To add to all that, the Pakistan-Afghanistan security cooperation is surely in tatters. Dispassionately speaking, Pakistan doesn't seem keen to see peace returning to Afghanistan. This is demonstrated in action when terror forces across the Afghan frontiers, from Pakistan, forge a collaboration with their counterparts and freely carry out attacks.
Afghanistan President Ashraf Ghani looks helpless as well as clueless. How long can he look up to the US for help and directions? His intelligence machinery, which is crucial in the context of continued suicide bombings, is dysfunctional, or so it seems. Security analysts say there has not been any pin-pointed forewarning to alert the forces to preempt any terror misadventure.
Imran Khan's victory in Pakistan has raised 'hopes' for a productive peace process in Afghanistan. (Credit: Reuters photo)
Let’s take a look at the recent terror activities in July in Afghanistan. Not only the track record is far from satisfactory, there is a noticeable pattern in the attacks. In early July, nearly a score of Hindus and Sikhs were attacked and mostly fatal. Attacking the minority was perhaps a signal to India to keep off Afghanistan.
Again on July 11, Afghanistan education department building was targeted, killing 11. It is also clear from the attacks on minorities of Indian-origin that bigger forces are at work to wean Afghanistan away from India.
The needle of suspicion points to, quite naturally, Pakistan. Indian intelligence agencies must be in possession of evidence of a Pakistan hand in abetting terror in Afghanistan. Unless checked now, these forces will continue to call the shots, and Afghanistan will suffer with innocents paying the price without any rhyme or reason.
To contain IS-led terror threats in Afghanistan, intelligence chiefs of Russia, Pakistan, China and Iran met in Islamabad and discussed ways and means. The outcome of their meet must be made public and forces directly responsible for fomenting terror must be exposed. That’s eagerly awaited and one is not sure if the real content would be shared at all.
The game is getting more and more enigmatic in the absence of any transparency. With Imran Khan at the helm of Pakistan now and his claim to contain terror, Afghanistan has hopes, or at hopes have been raised, that he will work to control the terror menace. However, it looks unlikely as Imran Khan may not have much say in matters and policies of the "deep state" as allegedly seen during last week’s elections in Pakistan.
It is widely suspected that Pakistan's army and the Inter Services Intelligence (ISI) was largely instrumental in supporting and ensuring Imran Khan’s victory. If that’s indeed the case, then one should not expect the ISI to make any efforts to bring peace in Afghanistan.
Pakistan security and intelligence cooperation with Afghanistan is just cosmetic. Imran Khan, therefore, will not be in a position to step in to rein in the terror forces. Afghanistan surely doesn’t deserve to be reeling under repeated suicide attacks. The international community with its advanced intelligence system and modern techniques must carry out all it could to contain terror.

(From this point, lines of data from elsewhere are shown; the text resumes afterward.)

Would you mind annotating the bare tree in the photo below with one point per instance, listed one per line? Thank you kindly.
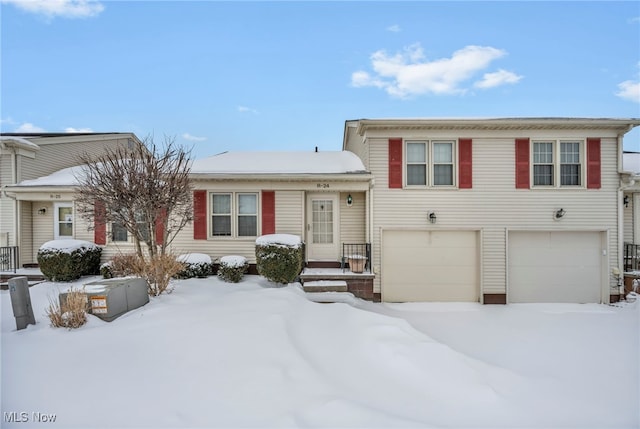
(143, 188)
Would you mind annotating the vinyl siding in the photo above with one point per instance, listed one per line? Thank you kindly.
(7, 205)
(56, 156)
(494, 205)
(628, 220)
(290, 212)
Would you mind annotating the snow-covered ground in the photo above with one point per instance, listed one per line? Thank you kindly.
(213, 354)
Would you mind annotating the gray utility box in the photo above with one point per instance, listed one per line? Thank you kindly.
(111, 298)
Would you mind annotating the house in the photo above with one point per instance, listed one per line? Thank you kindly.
(42, 208)
(504, 210)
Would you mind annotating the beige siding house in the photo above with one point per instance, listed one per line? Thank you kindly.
(41, 208)
(510, 210)
(494, 210)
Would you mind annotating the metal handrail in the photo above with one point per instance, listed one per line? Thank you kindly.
(358, 250)
(9, 258)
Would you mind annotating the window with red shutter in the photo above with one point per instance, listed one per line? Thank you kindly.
(395, 163)
(522, 163)
(465, 163)
(200, 215)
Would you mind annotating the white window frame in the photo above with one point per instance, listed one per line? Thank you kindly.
(556, 151)
(57, 221)
(430, 163)
(235, 215)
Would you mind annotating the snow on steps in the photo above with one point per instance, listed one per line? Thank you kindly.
(328, 291)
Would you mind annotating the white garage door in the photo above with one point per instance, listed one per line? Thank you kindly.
(430, 266)
(555, 267)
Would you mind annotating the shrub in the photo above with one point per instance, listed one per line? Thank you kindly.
(195, 265)
(158, 272)
(71, 313)
(66, 260)
(279, 257)
(122, 265)
(232, 268)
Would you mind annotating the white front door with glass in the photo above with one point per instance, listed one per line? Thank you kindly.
(322, 227)
(63, 220)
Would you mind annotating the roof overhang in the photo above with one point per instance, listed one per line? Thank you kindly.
(618, 125)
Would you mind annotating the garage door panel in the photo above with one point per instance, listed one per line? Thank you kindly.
(554, 266)
(430, 266)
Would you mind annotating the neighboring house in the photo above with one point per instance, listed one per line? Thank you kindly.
(479, 210)
(36, 214)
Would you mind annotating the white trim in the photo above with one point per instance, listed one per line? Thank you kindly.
(57, 221)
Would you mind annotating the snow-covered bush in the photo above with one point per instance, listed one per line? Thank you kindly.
(121, 265)
(279, 257)
(66, 260)
(232, 268)
(194, 265)
(70, 312)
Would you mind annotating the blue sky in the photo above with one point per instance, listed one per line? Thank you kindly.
(224, 76)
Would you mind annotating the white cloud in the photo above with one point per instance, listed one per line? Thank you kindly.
(501, 77)
(189, 137)
(409, 73)
(629, 90)
(28, 127)
(62, 8)
(245, 109)
(77, 130)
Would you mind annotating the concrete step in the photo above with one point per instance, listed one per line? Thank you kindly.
(325, 286)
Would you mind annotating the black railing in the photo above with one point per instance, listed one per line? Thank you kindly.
(631, 256)
(9, 258)
(358, 256)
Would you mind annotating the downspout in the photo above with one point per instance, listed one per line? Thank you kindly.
(621, 214)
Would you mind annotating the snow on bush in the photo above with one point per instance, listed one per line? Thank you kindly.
(195, 265)
(232, 268)
(279, 257)
(66, 260)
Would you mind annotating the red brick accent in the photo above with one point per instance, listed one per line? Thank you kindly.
(495, 298)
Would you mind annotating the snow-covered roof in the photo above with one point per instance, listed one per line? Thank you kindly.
(334, 162)
(18, 141)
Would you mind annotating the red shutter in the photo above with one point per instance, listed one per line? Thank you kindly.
(465, 164)
(200, 215)
(593, 163)
(99, 225)
(160, 226)
(268, 212)
(522, 163)
(395, 163)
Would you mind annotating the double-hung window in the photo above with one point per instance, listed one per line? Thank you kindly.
(430, 163)
(234, 214)
(548, 172)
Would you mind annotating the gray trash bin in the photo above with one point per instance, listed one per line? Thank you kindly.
(21, 302)
(110, 298)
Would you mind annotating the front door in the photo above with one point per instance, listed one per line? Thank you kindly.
(322, 227)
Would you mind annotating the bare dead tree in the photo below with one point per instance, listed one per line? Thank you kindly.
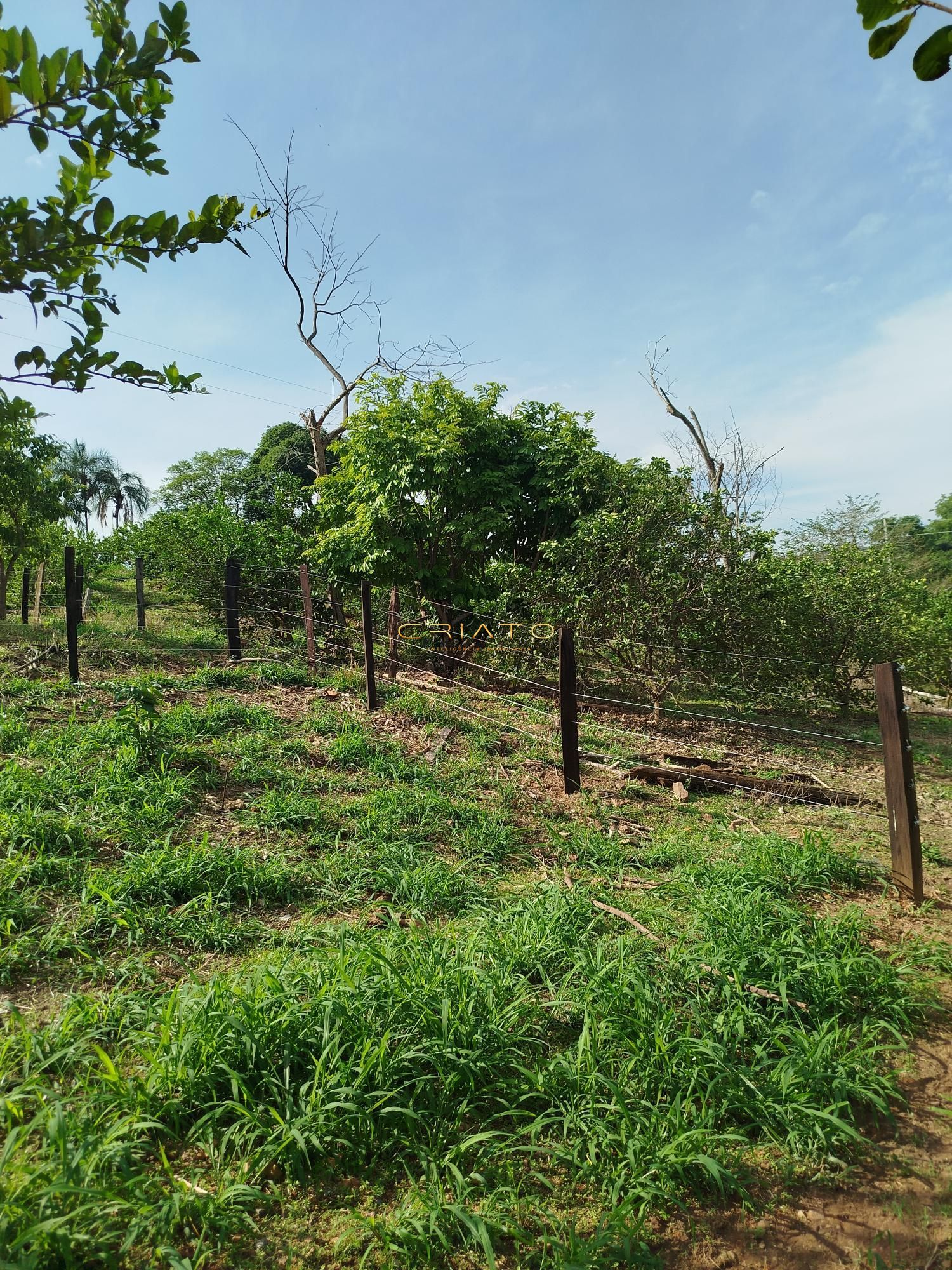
(332, 300)
(731, 465)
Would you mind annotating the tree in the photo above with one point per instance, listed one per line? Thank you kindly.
(856, 521)
(126, 493)
(731, 468)
(31, 493)
(835, 614)
(83, 472)
(208, 478)
(925, 551)
(285, 448)
(331, 299)
(435, 485)
(932, 59)
(54, 253)
(645, 581)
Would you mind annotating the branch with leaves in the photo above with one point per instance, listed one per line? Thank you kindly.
(932, 59)
(54, 253)
(332, 298)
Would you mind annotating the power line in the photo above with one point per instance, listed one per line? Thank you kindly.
(183, 352)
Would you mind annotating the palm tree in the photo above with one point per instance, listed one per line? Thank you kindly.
(126, 492)
(87, 471)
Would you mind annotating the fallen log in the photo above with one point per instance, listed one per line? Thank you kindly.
(719, 780)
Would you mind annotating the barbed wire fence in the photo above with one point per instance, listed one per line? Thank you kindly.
(560, 690)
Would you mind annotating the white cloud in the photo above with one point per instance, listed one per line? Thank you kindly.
(866, 227)
(879, 421)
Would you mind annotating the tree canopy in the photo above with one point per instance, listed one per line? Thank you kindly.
(31, 493)
(932, 58)
(55, 252)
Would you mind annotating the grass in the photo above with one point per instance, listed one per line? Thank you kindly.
(277, 986)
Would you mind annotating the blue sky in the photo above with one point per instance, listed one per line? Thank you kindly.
(558, 185)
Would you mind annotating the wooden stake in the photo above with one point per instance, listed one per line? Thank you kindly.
(309, 619)
(367, 622)
(140, 594)
(39, 592)
(901, 783)
(393, 632)
(72, 615)
(233, 580)
(568, 712)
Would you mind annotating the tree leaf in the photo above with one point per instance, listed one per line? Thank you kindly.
(74, 72)
(932, 58)
(31, 83)
(103, 215)
(887, 39)
(39, 137)
(874, 12)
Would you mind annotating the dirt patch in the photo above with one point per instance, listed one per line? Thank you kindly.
(896, 1213)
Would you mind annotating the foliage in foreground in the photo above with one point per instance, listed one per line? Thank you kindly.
(501, 1061)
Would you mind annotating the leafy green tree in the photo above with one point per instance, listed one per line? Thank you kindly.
(657, 571)
(55, 252)
(206, 479)
(31, 493)
(288, 449)
(855, 521)
(125, 493)
(925, 549)
(190, 548)
(836, 614)
(934, 57)
(433, 486)
(83, 472)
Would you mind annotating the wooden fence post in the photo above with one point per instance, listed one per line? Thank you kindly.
(233, 580)
(70, 604)
(901, 782)
(309, 619)
(393, 631)
(569, 712)
(39, 592)
(367, 622)
(140, 594)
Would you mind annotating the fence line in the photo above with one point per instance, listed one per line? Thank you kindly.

Again, intelligence-sharing is a vital aspect to pre-empt many avoidable fatalities inflicted on Afghanistan. Only then the region will be safe and IS proliferation could be brought under check. Any free hand to the IS would mean their ideological warfare crossing boundaries and coming into India, Pakistan and Bangladesh. If terror-linked Jihadi political parties could be defeated in the elections that means they don't enjoy popular public support.